Oleh Muhammad Rizky Pradana

Sedangkan bumiputera atau pribumi disebut sebagai inlander dan inheemschen. Inlander dan inheemschen sendiri memiliki arti yang kurang lebih sama, yaitu penduduk asli. Namun, kesan yang ditimbulkan dari kata tersebut bersifat merendahkan. Penyebutan ini pun tidak merujuk secara spesifik suku di Nusantara. Melainkan suku-suku asli yang menempati Nusantara secara keseluruhan.

Kampung-kampung ini biasanya dihuni oleh etnis-etnis tertentu.

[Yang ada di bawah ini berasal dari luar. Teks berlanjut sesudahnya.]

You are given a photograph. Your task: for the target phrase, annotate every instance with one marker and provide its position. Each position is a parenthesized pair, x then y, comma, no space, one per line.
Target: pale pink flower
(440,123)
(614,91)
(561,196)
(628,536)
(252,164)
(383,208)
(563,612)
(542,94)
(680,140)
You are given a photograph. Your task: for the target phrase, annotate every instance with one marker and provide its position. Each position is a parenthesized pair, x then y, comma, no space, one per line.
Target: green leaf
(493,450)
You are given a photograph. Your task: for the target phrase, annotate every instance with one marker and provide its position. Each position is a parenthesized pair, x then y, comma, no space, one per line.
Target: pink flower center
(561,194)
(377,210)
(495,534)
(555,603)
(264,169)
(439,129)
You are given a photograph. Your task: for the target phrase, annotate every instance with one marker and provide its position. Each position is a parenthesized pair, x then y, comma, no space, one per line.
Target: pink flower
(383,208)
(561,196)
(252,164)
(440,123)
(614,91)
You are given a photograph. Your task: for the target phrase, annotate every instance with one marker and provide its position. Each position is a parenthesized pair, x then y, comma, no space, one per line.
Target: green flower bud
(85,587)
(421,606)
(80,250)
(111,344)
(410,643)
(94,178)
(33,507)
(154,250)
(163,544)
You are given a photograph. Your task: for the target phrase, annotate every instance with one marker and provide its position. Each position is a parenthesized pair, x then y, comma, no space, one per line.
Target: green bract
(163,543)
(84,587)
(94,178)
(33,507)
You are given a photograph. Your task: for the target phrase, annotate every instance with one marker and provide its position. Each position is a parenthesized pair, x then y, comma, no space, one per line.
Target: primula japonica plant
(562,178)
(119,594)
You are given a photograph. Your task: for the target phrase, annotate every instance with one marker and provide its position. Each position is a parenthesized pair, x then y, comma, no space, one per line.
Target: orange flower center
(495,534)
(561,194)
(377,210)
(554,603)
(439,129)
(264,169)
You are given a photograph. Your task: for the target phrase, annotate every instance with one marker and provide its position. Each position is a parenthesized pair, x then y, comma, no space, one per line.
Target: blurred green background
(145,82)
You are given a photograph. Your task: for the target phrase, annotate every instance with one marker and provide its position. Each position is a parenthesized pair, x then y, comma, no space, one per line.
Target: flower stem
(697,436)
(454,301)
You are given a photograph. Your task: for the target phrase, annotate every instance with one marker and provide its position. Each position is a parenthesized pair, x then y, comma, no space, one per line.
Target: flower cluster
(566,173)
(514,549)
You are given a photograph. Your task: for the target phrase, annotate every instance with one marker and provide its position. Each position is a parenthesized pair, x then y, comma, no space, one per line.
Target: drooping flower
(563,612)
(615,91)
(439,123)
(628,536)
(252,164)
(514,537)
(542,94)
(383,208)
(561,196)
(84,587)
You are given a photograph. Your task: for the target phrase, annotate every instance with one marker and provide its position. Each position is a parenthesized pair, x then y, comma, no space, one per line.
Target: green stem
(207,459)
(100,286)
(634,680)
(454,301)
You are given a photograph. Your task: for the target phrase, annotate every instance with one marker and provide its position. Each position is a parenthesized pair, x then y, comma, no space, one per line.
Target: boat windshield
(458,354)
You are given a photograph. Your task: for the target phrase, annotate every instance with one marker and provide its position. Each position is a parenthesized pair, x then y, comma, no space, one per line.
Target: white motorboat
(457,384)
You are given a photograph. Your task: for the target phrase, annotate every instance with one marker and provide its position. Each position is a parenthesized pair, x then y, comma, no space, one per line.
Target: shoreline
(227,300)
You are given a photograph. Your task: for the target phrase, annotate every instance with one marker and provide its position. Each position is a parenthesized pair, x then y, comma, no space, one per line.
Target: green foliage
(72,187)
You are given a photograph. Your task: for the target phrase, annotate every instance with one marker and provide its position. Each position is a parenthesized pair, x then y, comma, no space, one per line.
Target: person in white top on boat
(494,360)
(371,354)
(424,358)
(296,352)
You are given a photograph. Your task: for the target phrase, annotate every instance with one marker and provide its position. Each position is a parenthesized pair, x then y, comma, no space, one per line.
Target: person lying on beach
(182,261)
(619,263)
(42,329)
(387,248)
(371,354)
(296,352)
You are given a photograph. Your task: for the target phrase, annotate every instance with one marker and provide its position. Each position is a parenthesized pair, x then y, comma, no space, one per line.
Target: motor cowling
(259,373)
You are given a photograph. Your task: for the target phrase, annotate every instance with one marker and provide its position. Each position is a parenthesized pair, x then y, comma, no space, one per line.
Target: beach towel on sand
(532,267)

Etnis Tionghoa bertempat di Kampung Tionghoa biasanya disebut sebagai Kampung Cina atau Pecinan (Chinese Kamp), Etnis Arab bertempat di Kampung Arab (Arabische Kamp), Etnis Melayu di Kampung Melayu (Malaise Kamp) dan seterusnya. Kampung-kampung ini membawa identitas etnis tertentu karena dalam kawasan tersebut menggerombol rumah-rumah dari etnis tertentu.

Pusat kampung Tionghoa (Cantian). (Sumber: Faber, Godfried Hariowald von. Nieuw Soerabaia: De Geschiedenis van Indies Voornaamste Koopstad in de Eerste Kwarteeuw Sederthare Instelling 1906-1931. Foto: Koopmans).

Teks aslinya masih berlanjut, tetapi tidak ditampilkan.